Nader tot Reve: Nieuwsarchief Naar de homepage van Nader tot Reve
tak
Schafthuizen wint kort geding glansrijk
17 juni 2011
Uitgeverij Van Oorschot mag het laatste deel van de biografie over Gerard Reve niet publiceren, voor zover daarin citaten voorkomen uit tot dusverre ongepubliceerd werk. De rechtbank Amsterdam oordeelde vanmiddag dat onvoldoende is gebleken dat er volledige overeenstemming bestaat tussen de auteur en de rechthebbende weduwnaar van Reve inzake de tekst van deel drie van de biografie. Van Oorschot krijgt een dwangsom opgelegd van vijftigduizend euro per overtreding van het verbod op publicatie, tot een maximum van een half miljoen euro is bereikt. Bovendien moet Van Oorschot de kosten van het kort geding betalen, bijna negenduizend euro.
Het volledige vonnis is te lezen op rechtspraak.nl.
Het vonnis bevestigt nog eens dat Schafthuizen de enige erfgenaam is van Gerard Reve en houder van de auteursrechten op het gehele werk van Reve. Uit de tijdens de zitting op 26 mei overlegde telefoongesprekken, die in het vonnis gedeeltelijk zijn gepubliceerd, komt naar voren dat biograaf Nop Maas aan Schafthuizen heeft toegezegd al zijn wensen inzake de opname van niet gepubliceerde citaten van Reve te zullen respecteren.

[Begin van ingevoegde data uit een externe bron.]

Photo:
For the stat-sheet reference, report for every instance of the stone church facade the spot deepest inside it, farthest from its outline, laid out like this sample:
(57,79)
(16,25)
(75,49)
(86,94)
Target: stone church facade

"Dat is je maar geraden ook", aldus Schafthuizen op 20 oktober 2010 in een telefoontje van Maas over de concept tekst van deel drie, die toen gereed was. Maas in dat gesprek: "Nee, maar het is heel duidelijk wat de rechten en plichten zijn, hoor, dus wat dat betreft is daar geen enkele discussie over, denk ik. Ik bedoel: jij hebt gewoon het recht over het werk van Gerard Reve en als jij vindt dat bepaalde dingen niet gedrukt kunnen worden daarvan, ja, dan gebeurt dat natuurlijk niet."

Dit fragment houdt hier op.